Geometrical Modulated Model Predictive Control With Current Limiting for Power Converters

This article introduces a method called geometrical modulated model predictive control (GM2PC) for three-phase power converters. Its objective is to guarantee voltage synthesis, current limiting, fixed switching frequency, no need for weighting factors or cascaded control structure, and fast dynamic response, while also addressing overmodulation issues and distributing PWM signals in cascaded H-bridge (CHB) multilevel converters in a simple and efficient manner. A convex optimization problem is formulated using a discrete-time model to minimize the output tracking error in a three-phase converter connected to an LC output filter. This formulation includes two quadratic constraints and takes into account external disturbances.

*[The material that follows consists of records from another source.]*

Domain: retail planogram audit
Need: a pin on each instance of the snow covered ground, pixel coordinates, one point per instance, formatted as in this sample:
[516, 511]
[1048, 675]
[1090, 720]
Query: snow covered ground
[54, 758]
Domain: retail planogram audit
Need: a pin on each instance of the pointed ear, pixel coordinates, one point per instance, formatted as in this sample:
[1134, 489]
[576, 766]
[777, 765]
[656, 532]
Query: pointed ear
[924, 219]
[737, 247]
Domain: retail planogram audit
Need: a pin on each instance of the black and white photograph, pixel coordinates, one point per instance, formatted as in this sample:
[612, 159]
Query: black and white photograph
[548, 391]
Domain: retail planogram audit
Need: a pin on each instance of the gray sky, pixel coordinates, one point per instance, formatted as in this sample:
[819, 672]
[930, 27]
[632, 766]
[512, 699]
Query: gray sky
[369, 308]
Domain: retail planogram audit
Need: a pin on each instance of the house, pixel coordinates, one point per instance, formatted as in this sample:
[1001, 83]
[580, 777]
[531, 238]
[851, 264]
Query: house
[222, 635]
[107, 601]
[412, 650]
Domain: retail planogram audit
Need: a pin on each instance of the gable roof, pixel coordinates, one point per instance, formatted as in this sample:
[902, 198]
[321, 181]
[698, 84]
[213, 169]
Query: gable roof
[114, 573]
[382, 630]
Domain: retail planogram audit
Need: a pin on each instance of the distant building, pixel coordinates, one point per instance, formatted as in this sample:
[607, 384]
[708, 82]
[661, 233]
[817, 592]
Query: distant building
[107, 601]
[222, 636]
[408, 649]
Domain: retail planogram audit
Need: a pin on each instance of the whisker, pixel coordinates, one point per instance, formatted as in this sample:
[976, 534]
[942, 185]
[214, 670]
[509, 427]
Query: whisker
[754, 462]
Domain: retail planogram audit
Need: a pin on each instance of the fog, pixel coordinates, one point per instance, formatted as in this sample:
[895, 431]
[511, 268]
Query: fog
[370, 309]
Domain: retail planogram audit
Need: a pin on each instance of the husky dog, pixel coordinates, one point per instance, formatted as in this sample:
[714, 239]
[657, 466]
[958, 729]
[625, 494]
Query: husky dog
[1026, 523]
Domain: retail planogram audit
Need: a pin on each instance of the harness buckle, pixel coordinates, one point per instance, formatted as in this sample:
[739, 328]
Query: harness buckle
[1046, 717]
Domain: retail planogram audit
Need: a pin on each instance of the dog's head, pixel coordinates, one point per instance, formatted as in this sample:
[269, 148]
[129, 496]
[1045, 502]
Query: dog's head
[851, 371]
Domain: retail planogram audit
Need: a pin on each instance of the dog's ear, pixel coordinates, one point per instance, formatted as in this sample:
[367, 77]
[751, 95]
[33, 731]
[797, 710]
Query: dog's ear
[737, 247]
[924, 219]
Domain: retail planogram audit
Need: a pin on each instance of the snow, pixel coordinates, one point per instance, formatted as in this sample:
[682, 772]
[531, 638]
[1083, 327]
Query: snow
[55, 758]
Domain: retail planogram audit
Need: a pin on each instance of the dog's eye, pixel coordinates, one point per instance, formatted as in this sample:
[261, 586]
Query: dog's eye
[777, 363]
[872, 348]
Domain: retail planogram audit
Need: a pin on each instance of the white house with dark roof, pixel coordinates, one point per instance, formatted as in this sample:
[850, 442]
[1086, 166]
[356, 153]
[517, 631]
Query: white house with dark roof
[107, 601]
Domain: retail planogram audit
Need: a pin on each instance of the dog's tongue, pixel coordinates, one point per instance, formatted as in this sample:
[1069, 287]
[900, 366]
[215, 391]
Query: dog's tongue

To solve this problem, the constraints are treated as circular areas within the space vector diagram for current limitation and voltage synthesis. The Karush-Kuhn-Tucker (KKT) conditions are applied to obtain an unconstrained solution that identifies the mode of operation, which is used to geometrically find an optimal solution. Unlike conventional quadratic minimization algorithms, the proposed method does not require recursive solutions nor the analysis of all vectors or sectors in the space vector diagram, reducing significantly the computational burden. The method is validated for a five-level CHB, and the results demonstrate its efficiency and fast control algorithm.